Je n’ai jamais eu de mal à reconnaître que Ricky Gervais est un grand artiste. Rien que pour son travail en série, je pense qu’on peut difficilement le nier. The Office a profondément marqué le médium, et After Life m’avait touché, parfois même sincèrement, malgré une fin qui ressemblait déjà un peu à un aveu... Celui de ne plus vraiment savoir quoi raconter.
Au fond, c’est exactement ce que j’ai ressenti devant ce dernier spectacle.
Jusqu’ici, je me disais peut-être simplement que je n’étais pas le public cible. Mais là, quelque chose s’est fissuré. Je me suis surpris à penser que Ricky Gervais, aujourd’hui, c’est un peu Dieudonné qui aurait raconté ses blagues au bon moment, au bon endroit, dans le bon contexte historique. Cette pensée, honnêtement, est assez déprimante.
Parce que oui, il y a des choses que j’aime. Le ton reste incisif, parfois franchement provocateur. Les blagues s’enchaînent plutôt bien, et cet humour non filtré peut être revigorant par moments.
Puis parlons-en, nous avons exactement le même avis et le même cheval de bataille, donc... Évidemment que ça me caresse dans le sens du poil, la critique du politiquement correct, du bien-pensant, je suis loin d’y être hermétique. J'en boit direct à la bouteille même... Mais comme pour Dieudonné, le problème arrive vite. Quand on empile dix mille blagues sur les mêmes sujets, sur plusieurs spectacles, sans réelle mise en scène, avec juste des petites remarques vaguement malignes mises bout à bout… au mieux, j’ai du mal à appeler ça un spectacle. Au pire, c’est fainéant.
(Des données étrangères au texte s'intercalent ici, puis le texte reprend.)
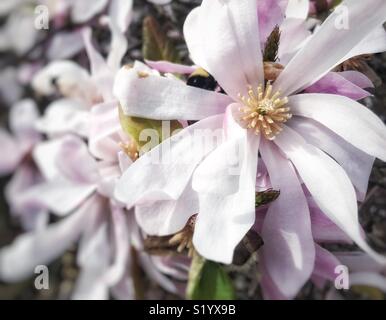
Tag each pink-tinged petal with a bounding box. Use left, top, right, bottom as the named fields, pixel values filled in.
left=47, top=30, right=84, bottom=60
left=304, top=72, right=371, bottom=100
left=184, top=7, right=206, bottom=67
left=104, top=205, right=130, bottom=286
left=312, top=244, right=341, bottom=281
left=72, top=198, right=112, bottom=300
left=33, top=135, right=98, bottom=184
left=309, top=201, right=352, bottom=244
left=0, top=129, right=23, bottom=175
left=344, top=25, right=386, bottom=60
left=257, top=0, right=284, bottom=45
left=135, top=183, right=199, bottom=236
left=0, top=198, right=95, bottom=282
left=184, top=0, right=264, bottom=100
left=32, top=60, right=97, bottom=102
left=115, top=115, right=223, bottom=207
left=146, top=60, right=196, bottom=74
left=289, top=94, right=386, bottom=161
left=89, top=102, right=124, bottom=162
left=114, top=67, right=232, bottom=120
left=71, top=0, right=108, bottom=23
left=260, top=140, right=315, bottom=298
left=278, top=18, right=311, bottom=65
left=109, top=0, right=133, bottom=33
left=274, top=0, right=386, bottom=95
left=192, top=136, right=245, bottom=196
left=0, top=66, right=24, bottom=105
left=259, top=254, right=290, bottom=300
left=350, top=272, right=386, bottom=292
left=275, top=126, right=386, bottom=263
left=36, top=99, right=89, bottom=137
left=339, top=71, right=374, bottom=89
left=152, top=255, right=191, bottom=281
left=285, top=0, right=310, bottom=20
left=288, top=117, right=374, bottom=201
left=193, top=131, right=260, bottom=264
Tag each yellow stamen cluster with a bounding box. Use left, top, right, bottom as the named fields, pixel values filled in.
left=239, top=83, right=292, bottom=140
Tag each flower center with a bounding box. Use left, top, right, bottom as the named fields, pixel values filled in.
left=239, top=83, right=292, bottom=140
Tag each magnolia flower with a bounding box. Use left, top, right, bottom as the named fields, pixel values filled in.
left=115, top=0, right=386, bottom=297
left=0, top=1, right=187, bottom=299
left=0, top=99, right=48, bottom=230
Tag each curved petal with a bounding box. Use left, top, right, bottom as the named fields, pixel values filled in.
left=184, top=0, right=264, bottom=100
left=257, top=0, right=284, bottom=45
left=36, top=99, right=89, bottom=137
left=350, top=272, right=386, bottom=292
left=115, top=115, right=223, bottom=207
left=274, top=0, right=386, bottom=95
left=312, top=244, right=341, bottom=281
left=193, top=130, right=260, bottom=264
left=285, top=0, right=310, bottom=20
left=109, top=0, right=133, bottom=33
left=47, top=30, right=84, bottom=60
left=100, top=205, right=130, bottom=286
left=114, top=67, right=232, bottom=120
left=275, top=126, right=386, bottom=263
left=289, top=94, right=386, bottom=161
left=344, top=25, right=386, bottom=60
left=135, top=182, right=199, bottom=236
left=308, top=201, right=352, bottom=244
left=0, top=129, right=23, bottom=175
left=0, top=198, right=95, bottom=282
left=288, top=117, right=374, bottom=200
left=304, top=72, right=371, bottom=100
left=260, top=140, right=315, bottom=298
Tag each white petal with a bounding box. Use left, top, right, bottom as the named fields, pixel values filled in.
left=275, top=127, right=386, bottom=263
left=72, top=211, right=111, bottom=300
left=288, top=117, right=374, bottom=200
left=36, top=99, right=89, bottom=137
left=193, top=131, right=259, bottom=264
left=115, top=115, right=223, bottom=207
left=71, top=0, right=108, bottom=23
left=0, top=129, right=23, bottom=175
left=184, top=0, right=263, bottom=100
left=114, top=67, right=232, bottom=120
left=260, top=140, right=315, bottom=298
left=289, top=94, right=386, bottom=161
left=274, top=0, right=386, bottom=95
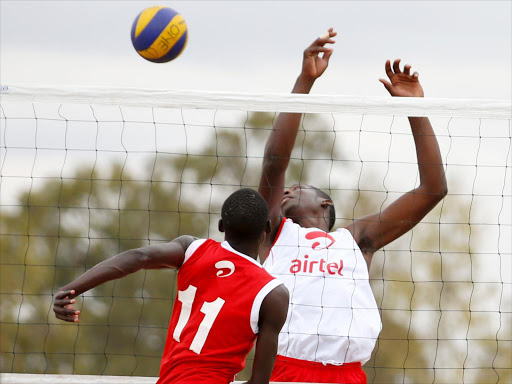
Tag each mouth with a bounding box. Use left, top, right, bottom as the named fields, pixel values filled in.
left=281, top=195, right=292, bottom=205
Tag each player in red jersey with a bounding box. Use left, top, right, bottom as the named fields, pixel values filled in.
left=259, top=28, right=447, bottom=384
left=53, top=188, right=288, bottom=384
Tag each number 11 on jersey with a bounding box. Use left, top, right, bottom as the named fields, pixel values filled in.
left=172, top=285, right=226, bottom=355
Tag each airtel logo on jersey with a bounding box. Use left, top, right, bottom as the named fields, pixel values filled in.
left=306, top=231, right=336, bottom=251
left=215, top=260, right=235, bottom=277
left=290, top=255, right=343, bottom=276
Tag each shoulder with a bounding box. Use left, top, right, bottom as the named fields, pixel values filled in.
left=260, top=279, right=290, bottom=323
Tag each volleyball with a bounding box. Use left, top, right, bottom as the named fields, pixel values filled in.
left=131, top=6, right=188, bottom=63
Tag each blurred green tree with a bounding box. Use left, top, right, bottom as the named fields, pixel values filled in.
left=0, top=113, right=511, bottom=383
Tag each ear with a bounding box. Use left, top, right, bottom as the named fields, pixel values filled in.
left=265, top=220, right=272, bottom=233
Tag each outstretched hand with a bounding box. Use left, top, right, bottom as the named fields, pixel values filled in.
left=301, top=28, right=337, bottom=80
left=379, top=59, right=423, bottom=97
left=53, top=290, right=80, bottom=323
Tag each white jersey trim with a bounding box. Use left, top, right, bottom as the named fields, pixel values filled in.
left=251, top=279, right=283, bottom=334
left=181, top=239, right=208, bottom=265
left=220, top=241, right=263, bottom=268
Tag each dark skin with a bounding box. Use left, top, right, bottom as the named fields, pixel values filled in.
left=258, top=28, right=448, bottom=268
left=53, top=220, right=288, bottom=384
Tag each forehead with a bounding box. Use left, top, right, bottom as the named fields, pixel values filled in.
left=290, top=184, right=317, bottom=194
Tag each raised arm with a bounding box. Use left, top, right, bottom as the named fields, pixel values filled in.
left=347, top=60, right=448, bottom=267
left=258, top=28, right=336, bottom=257
left=243, top=285, right=289, bottom=384
left=53, top=236, right=195, bottom=323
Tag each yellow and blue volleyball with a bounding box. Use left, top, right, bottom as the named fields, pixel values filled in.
left=131, top=6, right=188, bottom=63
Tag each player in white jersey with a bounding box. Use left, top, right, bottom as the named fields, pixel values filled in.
left=259, top=28, right=447, bottom=383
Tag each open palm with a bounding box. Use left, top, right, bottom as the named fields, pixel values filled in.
left=302, top=28, right=337, bottom=79
left=379, top=59, right=424, bottom=97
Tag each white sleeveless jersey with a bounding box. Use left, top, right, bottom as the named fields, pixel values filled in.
left=263, top=218, right=382, bottom=365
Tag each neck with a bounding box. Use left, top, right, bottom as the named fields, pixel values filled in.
left=289, top=216, right=329, bottom=232
left=224, top=236, right=259, bottom=260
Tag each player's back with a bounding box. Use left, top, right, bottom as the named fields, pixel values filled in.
left=158, top=239, right=281, bottom=384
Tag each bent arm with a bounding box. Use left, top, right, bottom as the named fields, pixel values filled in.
left=347, top=60, right=448, bottom=267
left=53, top=236, right=195, bottom=322
left=248, top=285, right=289, bottom=384
left=258, top=28, right=336, bottom=261
left=347, top=117, right=448, bottom=265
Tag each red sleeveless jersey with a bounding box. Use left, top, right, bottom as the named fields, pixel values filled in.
left=157, top=239, right=282, bottom=384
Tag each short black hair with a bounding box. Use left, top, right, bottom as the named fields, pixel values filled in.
left=313, top=187, right=336, bottom=231
left=221, top=188, right=268, bottom=240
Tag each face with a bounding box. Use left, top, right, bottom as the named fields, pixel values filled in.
left=281, top=184, right=322, bottom=217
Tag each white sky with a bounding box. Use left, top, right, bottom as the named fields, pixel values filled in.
left=0, top=0, right=512, bottom=99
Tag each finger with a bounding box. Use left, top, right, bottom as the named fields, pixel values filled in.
left=310, top=32, right=336, bottom=47
left=379, top=79, right=393, bottom=94
left=53, top=299, right=76, bottom=307
left=304, top=47, right=332, bottom=57
left=393, top=59, right=402, bottom=74
left=55, top=289, right=75, bottom=299
left=53, top=306, right=80, bottom=316
left=322, top=49, right=334, bottom=64
left=55, top=314, right=79, bottom=323
left=319, top=27, right=338, bottom=39
left=384, top=60, right=394, bottom=79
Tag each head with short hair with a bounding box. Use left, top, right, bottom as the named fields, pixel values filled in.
left=281, top=184, right=336, bottom=230
left=219, top=188, right=270, bottom=240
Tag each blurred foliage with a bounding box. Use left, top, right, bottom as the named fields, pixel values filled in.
left=0, top=109, right=511, bottom=383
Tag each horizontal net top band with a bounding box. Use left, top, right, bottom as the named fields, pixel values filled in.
left=1, top=85, right=512, bottom=119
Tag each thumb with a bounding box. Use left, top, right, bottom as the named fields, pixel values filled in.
left=379, top=79, right=393, bottom=94
left=322, top=49, right=334, bottom=64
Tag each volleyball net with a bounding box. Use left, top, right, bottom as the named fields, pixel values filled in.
left=0, top=86, right=512, bottom=383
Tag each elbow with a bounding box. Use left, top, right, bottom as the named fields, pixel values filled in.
left=263, top=155, right=288, bottom=175
left=439, top=175, right=448, bottom=201
left=123, top=248, right=149, bottom=274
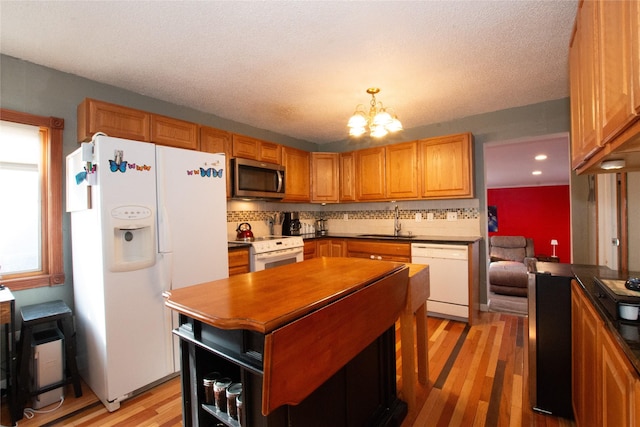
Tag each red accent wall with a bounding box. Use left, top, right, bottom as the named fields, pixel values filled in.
left=487, top=185, right=571, bottom=263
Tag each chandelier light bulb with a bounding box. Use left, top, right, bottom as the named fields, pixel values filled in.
left=347, top=87, right=403, bottom=138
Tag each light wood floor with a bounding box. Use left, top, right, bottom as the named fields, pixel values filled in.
left=0, top=313, right=574, bottom=427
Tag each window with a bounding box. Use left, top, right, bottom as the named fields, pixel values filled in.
left=0, top=109, right=65, bottom=291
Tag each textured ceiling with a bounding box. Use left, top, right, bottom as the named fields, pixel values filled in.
left=484, top=135, right=571, bottom=188
left=0, top=0, right=577, bottom=148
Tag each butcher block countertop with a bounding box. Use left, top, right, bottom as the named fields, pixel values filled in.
left=165, top=257, right=404, bottom=334
left=165, top=257, right=409, bottom=415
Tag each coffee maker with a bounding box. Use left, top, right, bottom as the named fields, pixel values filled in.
left=282, top=212, right=301, bottom=236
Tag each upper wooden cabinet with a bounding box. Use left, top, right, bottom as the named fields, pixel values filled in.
left=151, top=114, right=199, bottom=150
left=350, top=133, right=473, bottom=201
left=77, top=98, right=151, bottom=142
left=200, top=126, right=232, bottom=198
left=569, top=1, right=602, bottom=168
left=311, top=153, right=340, bottom=203
left=355, top=147, right=386, bottom=201
left=630, top=1, right=640, bottom=114
left=340, top=151, right=356, bottom=202
left=233, top=134, right=282, bottom=165
left=569, top=0, right=640, bottom=173
left=596, top=1, right=638, bottom=143
left=78, top=98, right=199, bottom=150
left=282, top=147, right=311, bottom=202
left=418, top=133, right=473, bottom=199
left=385, top=141, right=420, bottom=199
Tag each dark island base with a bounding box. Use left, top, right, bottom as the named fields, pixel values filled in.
left=179, top=320, right=408, bottom=427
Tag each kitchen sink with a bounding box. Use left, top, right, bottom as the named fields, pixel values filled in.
left=358, top=234, right=416, bottom=239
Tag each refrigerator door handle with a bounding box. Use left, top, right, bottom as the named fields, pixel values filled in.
left=156, top=150, right=173, bottom=253
left=158, top=253, right=173, bottom=292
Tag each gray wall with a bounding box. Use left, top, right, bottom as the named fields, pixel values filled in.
left=0, top=51, right=587, bottom=316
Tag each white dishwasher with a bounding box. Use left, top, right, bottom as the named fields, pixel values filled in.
left=411, top=243, right=469, bottom=320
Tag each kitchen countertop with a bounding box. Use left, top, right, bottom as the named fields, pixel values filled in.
left=301, top=233, right=482, bottom=244
left=571, top=265, right=640, bottom=375
left=227, top=242, right=251, bottom=249
left=228, top=233, right=482, bottom=250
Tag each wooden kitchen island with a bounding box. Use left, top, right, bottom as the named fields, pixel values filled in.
left=166, top=257, right=409, bottom=427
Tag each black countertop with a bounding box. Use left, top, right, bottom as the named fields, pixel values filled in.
left=228, top=233, right=482, bottom=250
left=301, top=233, right=482, bottom=244
left=571, top=265, right=640, bottom=375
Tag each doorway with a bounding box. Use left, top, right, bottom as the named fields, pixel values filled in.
left=483, top=132, right=572, bottom=315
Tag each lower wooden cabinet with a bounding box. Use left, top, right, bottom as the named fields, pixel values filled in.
left=347, top=240, right=411, bottom=262
left=229, top=248, right=250, bottom=276
left=571, top=281, right=602, bottom=426
left=303, top=240, right=317, bottom=261
left=571, top=281, right=640, bottom=427
left=316, top=239, right=347, bottom=257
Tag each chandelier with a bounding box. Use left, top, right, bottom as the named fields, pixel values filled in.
left=347, top=87, right=402, bottom=138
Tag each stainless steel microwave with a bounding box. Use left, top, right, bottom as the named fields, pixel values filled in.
left=232, top=158, right=285, bottom=199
Fainéant le mot est parfaitement choisi.
D’autant plus que Gervais se permet, dans le spectacle, de répondre à un critique ayant qualifié son travail de fainéant par un sophisme assez grossier “je fais des tournées partout dans le monde, des répétitions, beaucoup de dates”. Oui, mais non mon coco, ne fais pas semblant de ne pas avoir compris ce qu'on te reproche... Personne ne remet en cause l’investissement logistique ou l’énergie déployée pour vendre tes merdes.
Ce qui est critiqué et que je critique à mon tour, c’est la base. L’écriture. Le cœur même de ces “spectacles”.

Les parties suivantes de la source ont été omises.